The TAA program offers reemployment services to help workers obtain suitable employment including, job search and relocation allowances, income support and other reemployment services, according to the Employment and Training Administration of the U.S. Department of Labor.
Members of the Zanesville facility have made mechanical and electrical automotive input controls since 1963 when Local 1628 was first chartered.
District 60 brought ten new members into Local Lodge 698 by organizing workers at Penske Truck Leasing Company located in Plymouth, Michigan. The IAM represents the employees at more than 40 Penske Truck Leasing locations throughout the U.S.
“Congratulations to the workers at Penske Truck Leasing and to District 60 DBR Bobby Atanasovski, Organizer Beau Jencks, and all of the team for a job well done,” said Eastern GVP Lynn Tucker. Penske Truck leasing provides full-service truck leasing, contract maintenance and commercial and consumer truck rentals.

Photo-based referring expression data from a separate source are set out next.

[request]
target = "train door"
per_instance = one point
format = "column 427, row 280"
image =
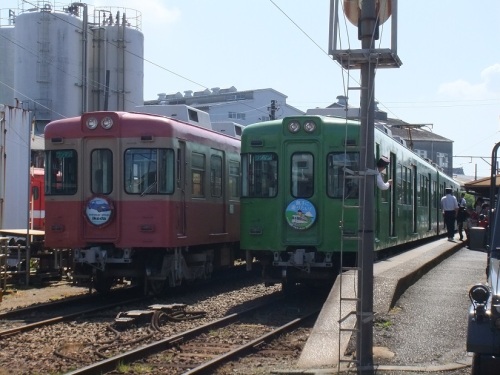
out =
column 37, row 201
column 393, row 196
column 99, row 190
column 300, row 193
column 430, row 203
column 217, row 192
column 181, row 186
column 416, row 190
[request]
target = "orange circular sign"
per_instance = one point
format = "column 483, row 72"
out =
column 352, row 10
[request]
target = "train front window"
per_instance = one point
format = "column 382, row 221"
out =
column 259, row 175
column 101, row 171
column 61, row 170
column 302, row 174
column 341, row 175
column 149, row 171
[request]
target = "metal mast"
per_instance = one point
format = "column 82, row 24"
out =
column 367, row 15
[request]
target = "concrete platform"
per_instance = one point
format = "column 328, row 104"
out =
column 325, row 347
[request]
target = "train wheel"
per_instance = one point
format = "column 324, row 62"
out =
column 102, row 283
column 158, row 287
column 476, row 364
column 288, row 287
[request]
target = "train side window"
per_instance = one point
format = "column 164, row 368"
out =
column 198, row 174
column 35, row 193
column 259, row 175
column 166, row 171
column 216, row 176
column 234, row 179
column 341, row 175
column 101, row 171
column 61, row 171
column 302, row 175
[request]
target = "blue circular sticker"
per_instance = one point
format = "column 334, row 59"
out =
column 98, row 210
column 300, row 214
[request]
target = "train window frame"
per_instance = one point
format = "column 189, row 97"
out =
column 149, row 171
column 198, row 174
column 342, row 181
column 259, row 175
column 302, row 174
column 216, row 176
column 101, row 171
column 61, row 172
column 234, row 179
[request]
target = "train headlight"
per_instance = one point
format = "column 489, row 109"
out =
column 479, row 294
column 309, row 126
column 92, row 123
column 294, row 127
column 107, row 122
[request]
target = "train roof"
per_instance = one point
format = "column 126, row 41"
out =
column 135, row 124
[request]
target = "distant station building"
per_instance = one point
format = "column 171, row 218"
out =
column 437, row 149
column 230, row 106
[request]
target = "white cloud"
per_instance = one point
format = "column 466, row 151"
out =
column 487, row 88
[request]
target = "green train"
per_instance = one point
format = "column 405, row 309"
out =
column 300, row 197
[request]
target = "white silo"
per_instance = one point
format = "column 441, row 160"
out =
column 48, row 62
column 7, row 93
column 116, row 61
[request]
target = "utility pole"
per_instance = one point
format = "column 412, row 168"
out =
column 366, row 15
column 272, row 110
column 368, row 28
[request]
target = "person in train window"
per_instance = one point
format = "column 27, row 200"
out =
column 382, row 164
column 449, row 205
column 462, row 217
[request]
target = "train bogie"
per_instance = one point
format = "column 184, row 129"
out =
column 300, row 196
column 141, row 196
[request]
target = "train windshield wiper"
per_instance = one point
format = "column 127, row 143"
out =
column 148, row 189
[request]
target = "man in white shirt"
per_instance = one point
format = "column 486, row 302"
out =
column 382, row 163
column 449, row 205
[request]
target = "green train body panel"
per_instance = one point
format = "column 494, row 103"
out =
column 307, row 230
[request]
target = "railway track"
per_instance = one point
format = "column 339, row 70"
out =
column 29, row 318
column 204, row 348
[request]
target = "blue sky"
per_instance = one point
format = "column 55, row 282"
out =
column 450, row 50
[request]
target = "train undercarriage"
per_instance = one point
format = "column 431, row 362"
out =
column 156, row 269
column 301, row 266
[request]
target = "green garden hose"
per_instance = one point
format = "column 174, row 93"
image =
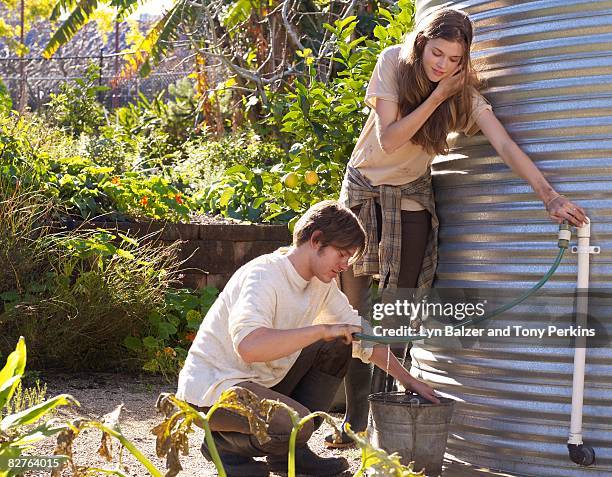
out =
column 563, row 244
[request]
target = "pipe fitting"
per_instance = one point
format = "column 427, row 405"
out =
column 585, row 230
column 565, row 235
column 581, row 454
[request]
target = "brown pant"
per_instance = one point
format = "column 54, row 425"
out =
column 416, row 227
column 310, row 385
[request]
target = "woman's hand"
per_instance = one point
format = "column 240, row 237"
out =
column 450, row 85
column 560, row 209
column 424, row 390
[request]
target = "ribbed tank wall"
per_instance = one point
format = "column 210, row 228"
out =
column 548, row 67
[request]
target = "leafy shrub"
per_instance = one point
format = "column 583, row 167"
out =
column 6, row 103
column 206, row 159
column 78, row 293
column 172, row 329
column 108, row 152
column 20, row 430
column 75, row 108
column 321, row 120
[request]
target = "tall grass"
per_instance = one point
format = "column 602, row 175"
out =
column 75, row 295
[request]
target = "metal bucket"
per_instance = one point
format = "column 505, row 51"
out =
column 411, row 426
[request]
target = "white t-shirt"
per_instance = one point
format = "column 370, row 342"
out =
column 410, row 161
column 266, row 292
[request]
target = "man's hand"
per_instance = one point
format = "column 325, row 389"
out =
column 424, row 390
column 344, row 331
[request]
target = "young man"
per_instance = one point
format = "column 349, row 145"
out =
column 282, row 329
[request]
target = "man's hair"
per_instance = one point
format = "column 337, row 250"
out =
column 337, row 224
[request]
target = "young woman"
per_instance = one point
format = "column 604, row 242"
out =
column 420, row 91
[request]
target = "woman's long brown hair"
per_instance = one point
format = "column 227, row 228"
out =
column 415, row 86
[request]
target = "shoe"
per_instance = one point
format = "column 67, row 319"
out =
column 344, row 442
column 237, row 465
column 309, row 463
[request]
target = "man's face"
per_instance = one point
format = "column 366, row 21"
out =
column 441, row 58
column 328, row 262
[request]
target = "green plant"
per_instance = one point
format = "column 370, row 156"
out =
column 76, row 108
column 18, row 433
column 180, row 416
column 172, row 329
column 24, row 398
column 108, row 152
column 6, row 103
column 321, row 120
column 95, row 288
column 17, row 430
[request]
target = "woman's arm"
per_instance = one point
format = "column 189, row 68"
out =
column 558, row 206
column 381, row 354
column 393, row 133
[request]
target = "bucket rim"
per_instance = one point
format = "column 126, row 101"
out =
column 390, row 398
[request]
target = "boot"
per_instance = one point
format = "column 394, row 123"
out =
column 307, row 462
column 237, row 465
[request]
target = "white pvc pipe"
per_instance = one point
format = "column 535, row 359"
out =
column 582, row 305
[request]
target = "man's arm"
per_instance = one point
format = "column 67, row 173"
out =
column 382, row 354
column 268, row 344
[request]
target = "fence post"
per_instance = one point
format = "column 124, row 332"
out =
column 23, row 98
column 101, row 79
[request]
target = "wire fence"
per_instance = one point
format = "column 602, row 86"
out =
column 36, row 78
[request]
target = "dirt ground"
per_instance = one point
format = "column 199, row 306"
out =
column 99, row 394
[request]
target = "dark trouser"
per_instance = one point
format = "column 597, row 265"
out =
column 310, row 385
column 359, row 380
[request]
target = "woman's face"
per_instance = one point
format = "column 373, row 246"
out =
column 441, row 58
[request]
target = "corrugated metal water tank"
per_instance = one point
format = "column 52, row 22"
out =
column 548, row 65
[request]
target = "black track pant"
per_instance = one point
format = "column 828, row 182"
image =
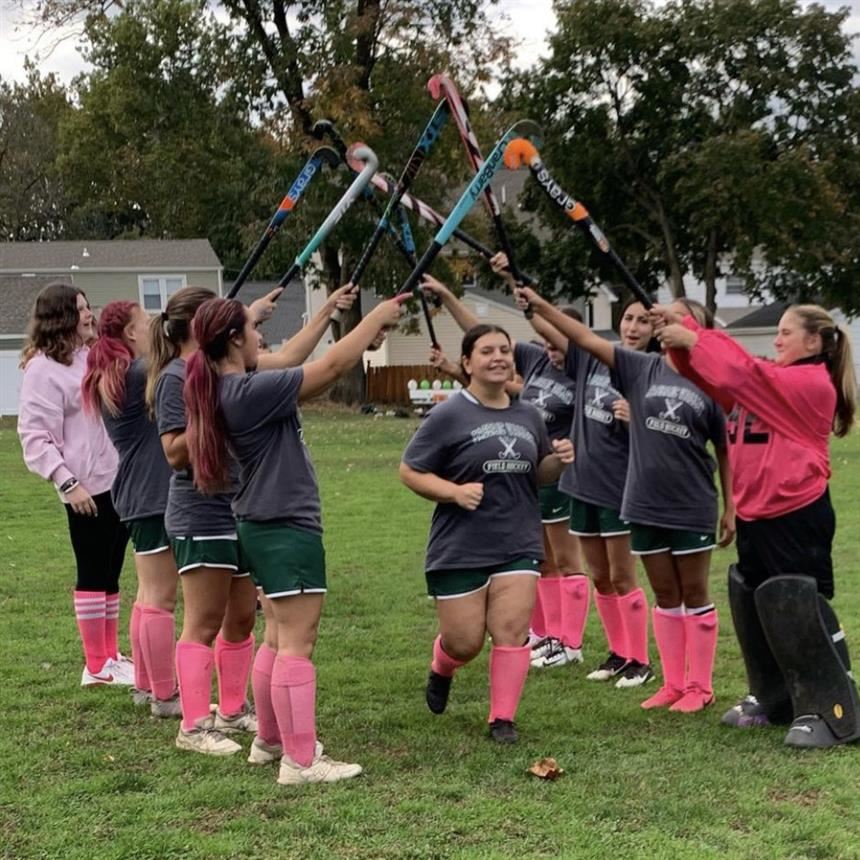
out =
column 99, row 544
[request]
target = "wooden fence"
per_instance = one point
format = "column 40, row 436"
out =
column 389, row 384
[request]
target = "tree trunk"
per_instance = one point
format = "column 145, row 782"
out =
column 710, row 273
column 351, row 388
column 676, row 272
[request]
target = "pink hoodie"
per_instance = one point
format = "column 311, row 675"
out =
column 780, row 427
column 58, row 439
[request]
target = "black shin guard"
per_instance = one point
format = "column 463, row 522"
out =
column 826, row 706
column 765, row 678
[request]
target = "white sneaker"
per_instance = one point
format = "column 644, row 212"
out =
column 244, row 721
column 166, row 708
column 561, row 655
column 108, row 677
column 263, row 753
column 321, row 769
column 204, row 739
column 122, row 668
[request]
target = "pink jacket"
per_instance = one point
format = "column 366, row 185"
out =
column 779, row 428
column 58, row 439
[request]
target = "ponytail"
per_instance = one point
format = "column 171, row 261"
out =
column 839, row 357
column 108, row 361
column 168, row 331
column 215, row 322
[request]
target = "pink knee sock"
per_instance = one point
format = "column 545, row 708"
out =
column 194, row 666
column 549, row 588
column 537, row 625
column 701, row 633
column 508, row 669
column 671, row 641
column 90, row 614
column 141, row 675
column 158, row 638
column 261, row 681
column 633, row 608
column 613, row 624
column 575, row 593
column 233, row 663
column 443, row 663
column 294, row 693
column 112, row 625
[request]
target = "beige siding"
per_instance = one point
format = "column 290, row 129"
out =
column 104, row 287
column 415, row 349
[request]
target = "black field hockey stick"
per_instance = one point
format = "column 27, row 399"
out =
column 520, row 152
column 441, row 86
column 524, row 128
column 323, row 155
column 364, row 154
column 326, row 128
column 422, row 149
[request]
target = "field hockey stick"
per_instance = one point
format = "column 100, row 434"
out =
column 409, row 242
column 320, row 156
column 364, row 154
column 422, row 149
column 441, row 86
column 326, row 128
column 520, row 152
column 524, row 128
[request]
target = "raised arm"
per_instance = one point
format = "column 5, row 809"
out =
column 320, row 374
column 462, row 315
column 296, row 350
column 568, row 327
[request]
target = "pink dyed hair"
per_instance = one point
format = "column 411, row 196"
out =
column 214, row 323
column 108, row 360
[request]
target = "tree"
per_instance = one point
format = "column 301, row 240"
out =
column 706, row 133
column 32, row 197
column 363, row 63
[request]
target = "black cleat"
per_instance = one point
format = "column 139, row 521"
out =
column 503, row 732
column 438, row 689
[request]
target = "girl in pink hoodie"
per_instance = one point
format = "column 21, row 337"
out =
column 72, row 450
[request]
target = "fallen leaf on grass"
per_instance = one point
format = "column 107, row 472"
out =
column 546, row 768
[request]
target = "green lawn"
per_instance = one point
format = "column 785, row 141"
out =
column 85, row 775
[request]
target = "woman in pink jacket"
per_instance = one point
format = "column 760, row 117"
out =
column 72, row 450
column 782, row 413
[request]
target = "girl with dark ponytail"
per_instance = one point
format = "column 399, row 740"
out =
column 277, row 509
column 220, row 598
column 113, row 388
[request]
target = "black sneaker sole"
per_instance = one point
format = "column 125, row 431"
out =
column 437, row 691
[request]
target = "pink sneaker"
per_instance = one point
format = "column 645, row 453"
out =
column 664, row 697
column 693, row 700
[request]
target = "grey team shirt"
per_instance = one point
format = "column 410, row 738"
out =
column 189, row 512
column 276, row 476
column 465, row 442
column 140, row 487
column 549, row 389
column 670, row 480
column 600, row 441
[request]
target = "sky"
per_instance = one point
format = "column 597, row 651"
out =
column 526, row 20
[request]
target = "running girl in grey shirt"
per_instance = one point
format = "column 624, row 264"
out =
column 481, row 457
column 670, row 500
column 277, row 502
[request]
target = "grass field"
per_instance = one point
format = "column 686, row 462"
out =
column 85, row 775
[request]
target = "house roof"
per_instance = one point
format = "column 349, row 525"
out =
column 767, row 316
column 113, row 255
column 17, row 297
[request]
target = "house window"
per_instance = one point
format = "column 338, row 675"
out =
column 735, row 285
column 155, row 290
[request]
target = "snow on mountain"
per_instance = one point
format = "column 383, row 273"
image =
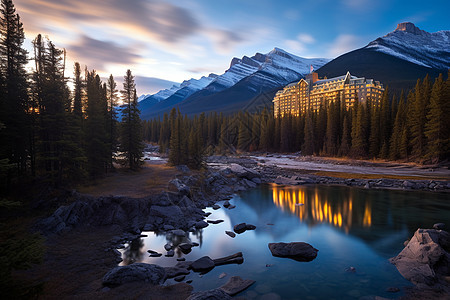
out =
column 166, row 93
column 185, row 89
column 277, row 66
column 417, row 46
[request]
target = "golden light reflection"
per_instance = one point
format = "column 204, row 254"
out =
column 317, row 208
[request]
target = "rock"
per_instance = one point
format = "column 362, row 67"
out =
column 250, row 227
column 407, row 184
column 393, row 290
column 178, row 232
column 201, row 224
column 167, row 227
column 185, row 247
column 425, row 259
column 203, row 264
column 172, row 272
column 216, row 294
column 148, row 273
column 240, row 228
column 298, row 251
column 183, row 168
column 256, row 180
column 236, row 258
column 214, row 221
column 439, row 226
column 176, row 186
column 270, row 296
column 230, row 233
column 236, row 285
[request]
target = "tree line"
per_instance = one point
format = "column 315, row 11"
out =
column 48, row 131
column 414, row 126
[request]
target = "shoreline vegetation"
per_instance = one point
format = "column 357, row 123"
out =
column 97, row 237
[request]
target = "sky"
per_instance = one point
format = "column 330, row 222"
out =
column 169, row 41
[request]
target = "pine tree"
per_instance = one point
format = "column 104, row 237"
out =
column 359, row 133
column 435, row 131
column 418, row 118
column 375, row 139
column 112, row 117
column 344, row 148
column 397, row 131
column 14, row 138
column 308, row 145
column 131, row 131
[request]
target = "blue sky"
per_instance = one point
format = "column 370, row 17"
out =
column 170, row 41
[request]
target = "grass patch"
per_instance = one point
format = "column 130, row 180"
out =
column 345, row 175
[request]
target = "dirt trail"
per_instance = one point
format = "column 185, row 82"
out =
column 151, row 179
column 382, row 169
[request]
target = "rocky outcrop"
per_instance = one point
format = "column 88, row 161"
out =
column 152, row 274
column 298, row 251
column 425, row 261
column 236, row 285
column 216, row 294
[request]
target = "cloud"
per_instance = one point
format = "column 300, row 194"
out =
column 151, row 84
column 299, row 45
column 224, row 40
column 344, row 43
column 160, row 21
column 306, row 38
column 359, row 5
column 96, row 53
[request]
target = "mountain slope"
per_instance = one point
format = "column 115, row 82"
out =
column 397, row 60
column 179, row 92
column 408, row 42
column 245, row 79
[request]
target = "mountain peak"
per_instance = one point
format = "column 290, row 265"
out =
column 410, row 28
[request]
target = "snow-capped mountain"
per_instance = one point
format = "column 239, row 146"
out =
column 246, row 78
column 397, row 59
column 410, row 43
column 180, row 92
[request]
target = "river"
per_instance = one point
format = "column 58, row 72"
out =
column 351, row 228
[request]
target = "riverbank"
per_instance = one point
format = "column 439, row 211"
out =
column 295, row 170
column 99, row 224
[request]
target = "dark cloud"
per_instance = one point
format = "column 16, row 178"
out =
column 97, row 53
column 152, row 85
column 163, row 21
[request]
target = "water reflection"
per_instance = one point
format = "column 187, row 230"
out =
column 133, row 252
column 313, row 206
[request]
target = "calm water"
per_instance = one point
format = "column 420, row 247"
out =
column 351, row 227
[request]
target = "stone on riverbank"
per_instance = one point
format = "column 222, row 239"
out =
column 216, row 294
column 152, row 274
column 425, row 261
column 298, row 251
column 236, row 285
column 230, row 233
column 203, row 264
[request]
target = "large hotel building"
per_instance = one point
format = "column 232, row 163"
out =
column 310, row 93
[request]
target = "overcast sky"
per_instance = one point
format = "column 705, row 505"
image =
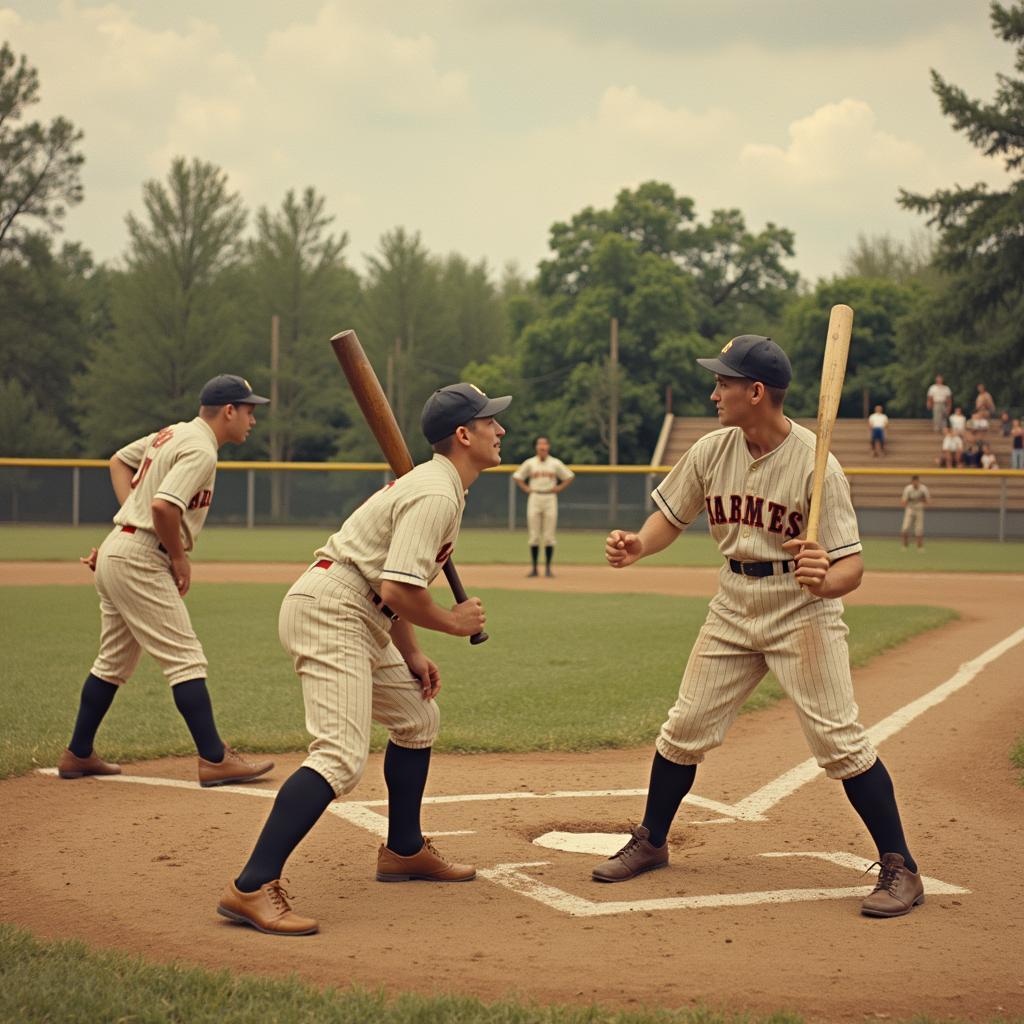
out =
column 479, row 123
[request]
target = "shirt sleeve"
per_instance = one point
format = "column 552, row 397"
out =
column 838, row 529
column 422, row 528
column 132, row 455
column 190, row 472
column 680, row 497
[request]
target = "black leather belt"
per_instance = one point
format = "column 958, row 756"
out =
column 758, row 568
column 326, row 563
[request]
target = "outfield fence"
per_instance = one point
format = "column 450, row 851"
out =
column 969, row 503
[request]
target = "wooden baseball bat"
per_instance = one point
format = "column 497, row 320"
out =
column 833, row 375
column 381, row 421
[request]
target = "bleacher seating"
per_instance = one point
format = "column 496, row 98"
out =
column 910, row 444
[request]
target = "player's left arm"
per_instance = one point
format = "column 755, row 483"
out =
column 403, row 637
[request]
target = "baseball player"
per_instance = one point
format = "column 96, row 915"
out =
column 347, row 623
column 164, row 482
column 543, row 477
column 913, row 500
column 778, row 606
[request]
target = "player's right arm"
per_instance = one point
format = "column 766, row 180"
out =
column 415, row 605
column 623, row 548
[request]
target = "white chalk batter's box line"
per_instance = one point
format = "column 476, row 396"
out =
column 751, row 808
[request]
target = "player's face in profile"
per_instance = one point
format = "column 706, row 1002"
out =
column 730, row 397
column 242, row 419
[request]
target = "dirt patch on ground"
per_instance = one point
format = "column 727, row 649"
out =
column 139, row 866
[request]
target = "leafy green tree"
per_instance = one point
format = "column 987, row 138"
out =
column 972, row 332
column 174, row 308
column 39, row 164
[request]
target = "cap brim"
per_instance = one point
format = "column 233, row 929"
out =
column 494, row 407
column 718, row 367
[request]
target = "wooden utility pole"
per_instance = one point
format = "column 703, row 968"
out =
column 275, row 477
column 613, row 423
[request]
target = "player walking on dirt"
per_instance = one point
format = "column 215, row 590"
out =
column 347, row 622
column 164, row 482
column 778, row 606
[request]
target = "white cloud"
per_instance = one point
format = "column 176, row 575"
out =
column 838, row 142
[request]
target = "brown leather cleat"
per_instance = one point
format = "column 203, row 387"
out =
column 72, row 766
column 266, row 909
column 427, row 865
column 897, row 892
column 636, row 857
column 235, row 768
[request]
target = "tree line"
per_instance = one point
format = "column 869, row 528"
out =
column 92, row 354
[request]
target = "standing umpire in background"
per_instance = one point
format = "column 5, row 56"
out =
column 164, row 482
column 347, row 622
column 778, row 606
column 543, row 477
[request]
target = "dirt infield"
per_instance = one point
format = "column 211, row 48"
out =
column 758, row 909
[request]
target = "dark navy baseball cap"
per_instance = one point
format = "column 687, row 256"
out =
column 753, row 356
column 226, row 389
column 453, row 407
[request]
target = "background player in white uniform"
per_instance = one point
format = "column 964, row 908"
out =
column 164, row 482
column 913, row 500
column 347, row 623
column 777, row 607
column 543, row 476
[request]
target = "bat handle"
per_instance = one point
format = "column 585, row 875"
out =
column 459, row 592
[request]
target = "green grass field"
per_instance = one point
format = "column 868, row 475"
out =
column 285, row 544
column 568, row 672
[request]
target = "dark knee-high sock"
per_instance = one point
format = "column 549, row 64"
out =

Colorado Gov. Bill Ritter Jr. (D) turned his back on working families last week when he vetoed a bill that would have removed an archaic provision of Colorado law that provides an unnecessary barrier to workers seeking collective bargain rights.
Currently in Colorado, all union representation elections must be voted on by employees twice before they receive the benefits of a union contract. The second vote must pass by a simple majority of all those employees eligible to vote or by 75 percent of those who voted, whichever is greater.
The Labor Peace Act, which Ritter vetoed, would have removed this provision. Ritter had promised Colorado’s unions he would sign the bill during his campaign for governor, but ultimately caved in to corporate pressure to halt the bill.